だからずっとこの6人でいけたらいい。蒼は切にそう願うのであった。
…そんな簡単に願いを聞き入れてくれる神など、いやしないのに。
◆
「ゆ、柚木花梨ですっ、えと、よ、よろしくお願いしますっ」
『『うぉおおっ』』
『かんわいーいっ』
それは、新学期が開始して3日後のことだった。家の事情とやらで3日遅れて2ー1へ編入してきたその子は、男とは思えないほど可愛らしい容姿をしていて。

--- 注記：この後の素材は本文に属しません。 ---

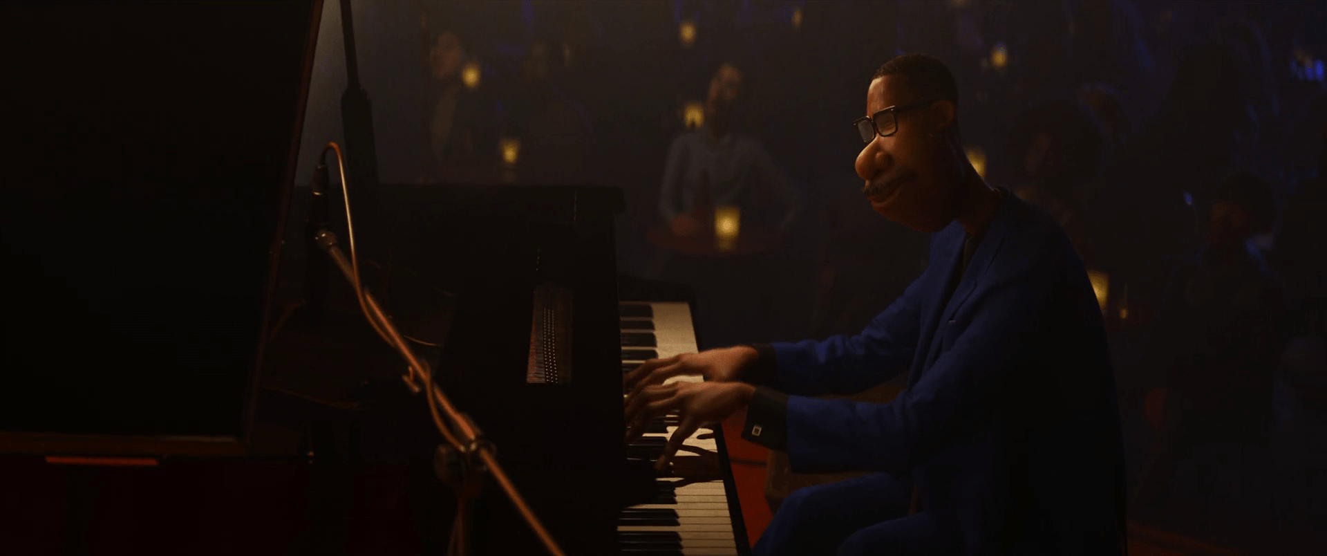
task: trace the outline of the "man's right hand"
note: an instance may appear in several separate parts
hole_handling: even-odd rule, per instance
[[[756,354],[755,348],[748,345],[735,345],[731,348],[718,348],[707,349],[701,353],[683,353],[662,360],[649,360],[636,368],[636,370],[626,374],[624,383],[632,387],[630,394],[626,395],[626,406],[632,407],[633,401],[640,403],[637,398],[645,395],[645,389],[649,386],[662,385],[664,381],[669,378],[690,374],[702,376],[710,382],[734,382],[738,381],[742,369],[755,364]],[[628,423],[632,425],[632,423]],[[640,427],[637,427],[640,429]],[[637,434],[644,430],[638,430]]]

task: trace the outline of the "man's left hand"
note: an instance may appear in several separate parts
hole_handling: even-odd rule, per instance
[[[755,386],[744,382],[685,382],[646,386],[626,406],[626,437],[640,437],[657,415],[677,413],[679,423],[654,468],[665,472],[673,455],[698,429],[718,423],[747,406]]]

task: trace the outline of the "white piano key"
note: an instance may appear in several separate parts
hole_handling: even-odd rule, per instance
[[[729,555],[736,556],[736,553],[738,553],[738,551],[736,551],[735,547],[734,548],[727,548],[727,547],[725,547],[725,548],[707,548],[707,547],[686,548],[685,544],[682,545],[682,555],[683,556],[691,556],[691,555],[695,555],[695,556],[729,556]]]
[[[736,541],[731,539],[682,539],[682,548],[730,548],[736,549]],[[686,552],[698,553],[698,552]],[[727,552],[723,552],[727,553]]]
[[[685,494],[679,494],[675,498],[677,498],[677,503],[678,504],[686,504],[686,503],[691,503],[691,502],[725,502],[725,503],[729,502],[729,498],[725,496],[725,495],[685,495]]]
[[[701,524],[701,525],[685,525],[685,527],[666,527],[666,525],[618,525],[617,531],[673,531],[677,532],[682,539],[733,539],[733,525],[731,524]]]
[[[685,512],[690,512],[687,515],[693,515],[693,516],[722,515],[722,516],[729,518],[729,519],[733,518],[731,514],[729,514],[729,503],[727,502],[723,502],[723,503],[718,503],[718,502],[689,502],[689,503],[685,503],[685,504],[683,503],[677,503],[677,504],[637,504],[637,506],[632,506],[632,510],[677,510],[678,511],[677,515],[679,515],[679,516],[685,511]]]

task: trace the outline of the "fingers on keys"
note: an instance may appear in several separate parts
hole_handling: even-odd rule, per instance
[[[683,415],[677,430],[674,430],[673,435],[669,437],[667,446],[664,447],[664,454],[661,454],[658,462],[654,463],[654,470],[660,474],[667,472],[669,464],[673,463],[673,456],[682,449],[682,442],[695,434],[699,427],[701,426],[695,419]]]
[[[633,442],[645,434],[646,425],[660,411],[675,409],[678,405],[677,385],[650,386],[638,395],[628,398],[624,417],[626,418],[626,442]]]
[[[664,381],[682,374],[682,366],[678,365],[678,360],[682,356],[665,357],[662,360],[649,360],[636,368],[636,370],[626,374],[622,381],[626,385],[634,385],[632,389],[632,395],[641,391],[645,386],[661,385]]]

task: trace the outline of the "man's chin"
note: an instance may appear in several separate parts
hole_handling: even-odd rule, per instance
[[[922,234],[934,234],[941,230],[945,230],[945,227],[949,226],[949,222],[941,223],[933,219],[917,218],[916,214],[906,214],[906,212],[900,214],[900,211],[897,208],[890,207],[888,202],[885,203],[871,202],[871,208],[873,208],[877,214],[880,214],[884,218],[888,218],[892,222],[897,222],[908,227],[909,230]]]

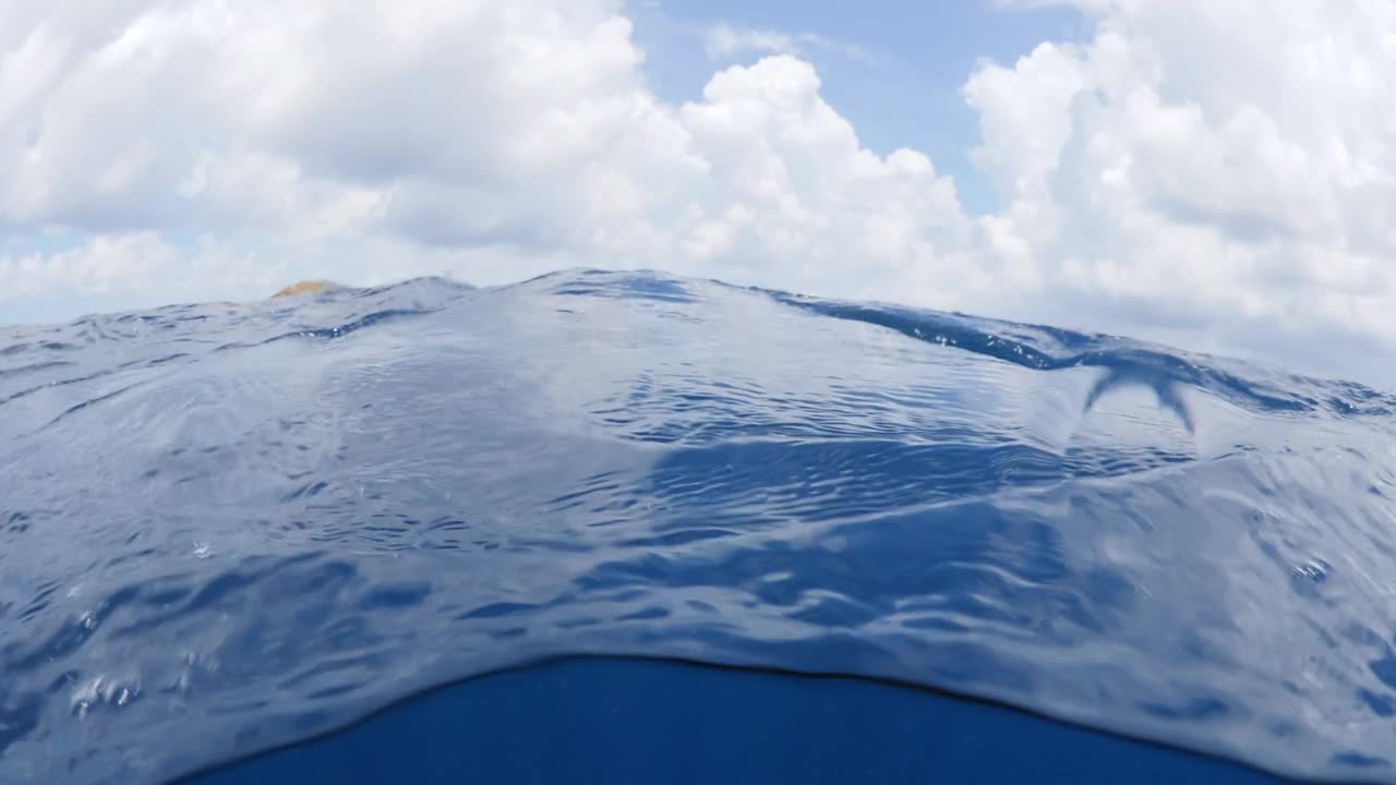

茶色のふわふわの髪に、大きな目。背も165cmもなく、周りの反応にビクビクしちゃっているとこがまた可愛くて。
「う、うっわぁ…実は女の子だったりしてぇ?」
「テレビの見過ぎだろ…」
こそり、と後ろの席の豊に話しかけていた拓は、少しだけ頬を赤くしていた。
好きな人がいるとかいないとか、そういうことは関係なく純粋に可愛らしいのだ。
『席はー…大沢の隣だな。大沢っ』
「…あ゙?」
『彼の横だ。隣の席同士仲良くしてやれよ、大沢』
「うぜぇ…」
席は豊の横。
一番後ろの、窓際から2列目の席。
そこにつくまでにクラスメートにたくさん声をかけられた花梨は酷く困った顔をしていて、ようやく席につき、ホッとした顔を浮かべた。